There are peculiarities that make California a special case. My former bosses (Governor Jerry Brown and his chief of staff Gray Davis, who later became governor himself) are fond of reminding whoever will listen how marginal the governor really is to governing California. "If it doesn't snow in the north (where the water melt from the Sierras slakes the state's thirst) or if the national economy goes south, then whoever is governor is screwed." Schwarznegger, however, is the first governor in modern times to actually make it even worse than usual. He won his first (recall) election against the former governor, Gray Davis, by calling for a repeal of the car tax. That was the most progressive tax in California: the rich paid more for expensive and more valuable cars, the poor less. That repeal cost the state $4 billion a year. Do the math: Schwarznegger's term in office x $4 billion roughly equals $26 plus billion deficit -- the current gap. And now, as part of the attempt to close that gap, the tax has been reimposed and increased in the midst of the biggest recession since the Depression!) Also, of course, the 2/3 vote requirement to pass a budget in the state legislature paralyzes policy because a small minority can, and does, block any solution.

For anyone who is watching, California's accumulated, inertia-driven insolvency is the writing on the wall for those -- the Chinese mainly -- to whom the US is seeking to sell $1.8 trillion in government bonds to finance the current stimulus package and private sector bailouts.

California's fiscal quagmire is surely giving them pause about the solvency of government in America. Will they only be paid in the end 25 cents on the dollar like GM's bondholders? If they don't buy up the bonds, then the Federal Reserve must, thus, effectively, print money wildly by buying up the bonds itself, leading to inflation and the plummeting value of any dollar holdings -- of which the Chinese already have nearly $2 trillion. When Treasury Secretary Geithner assured a student audience in Beijing recently that China's investments in America were safe, he was greeted with a broad round of cynical laughter.

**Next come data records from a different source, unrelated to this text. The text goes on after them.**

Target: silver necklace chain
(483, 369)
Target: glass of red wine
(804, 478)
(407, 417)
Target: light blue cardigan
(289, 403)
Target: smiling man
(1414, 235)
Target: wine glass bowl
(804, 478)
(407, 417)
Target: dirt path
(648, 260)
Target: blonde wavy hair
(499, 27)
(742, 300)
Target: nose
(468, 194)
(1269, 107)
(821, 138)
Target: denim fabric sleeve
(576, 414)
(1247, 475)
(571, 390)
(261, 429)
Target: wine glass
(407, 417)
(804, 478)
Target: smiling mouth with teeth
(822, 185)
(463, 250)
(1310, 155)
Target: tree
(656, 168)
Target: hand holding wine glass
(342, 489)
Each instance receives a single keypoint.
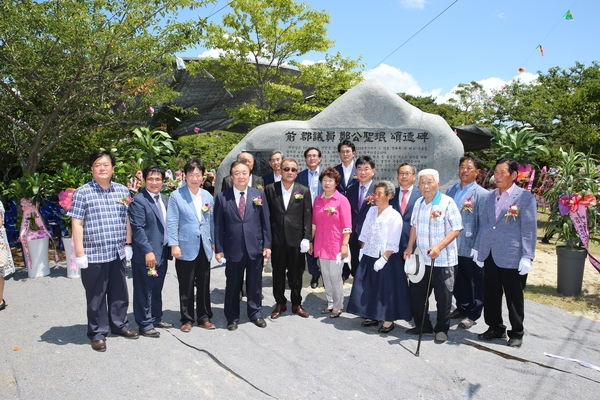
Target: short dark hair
(348, 143)
(153, 168)
(312, 148)
(410, 165)
(513, 166)
(470, 157)
(275, 152)
(332, 173)
(235, 164)
(365, 160)
(192, 165)
(101, 153)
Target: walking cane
(425, 306)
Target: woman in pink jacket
(332, 225)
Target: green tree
(259, 39)
(68, 68)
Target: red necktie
(404, 202)
(242, 205)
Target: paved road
(45, 354)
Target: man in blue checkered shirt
(435, 224)
(100, 234)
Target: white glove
(524, 266)
(475, 255)
(304, 245)
(128, 253)
(379, 264)
(81, 262)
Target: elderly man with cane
(435, 224)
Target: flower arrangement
(573, 183)
(468, 205)
(513, 211)
(126, 200)
(65, 200)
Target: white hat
(414, 267)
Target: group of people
(475, 245)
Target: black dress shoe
(129, 334)
(99, 345)
(260, 322)
(151, 333)
(386, 329)
(491, 335)
(232, 326)
(370, 322)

No doubt the Obama administration is sincere when it says it knows the task ahead is to return to fiscal responsibility once the crisis has passed. But, just as central planning and labor market rigidities hobbled socialist societies, the rigidities of the consumer ideology hobble America's hope of getting out of this crisis. Do we have a political system that has the fortitude for tax increases once recovery has stabilized, or are we condemned by the rigidities of consumer democracy to a long bout of corrosive stagflation? This is the truly big issue for Americain the coming decade. What happens now in California will offer a big clue as to whether we can, as a society, kick the diet-coke habit and come back to reality.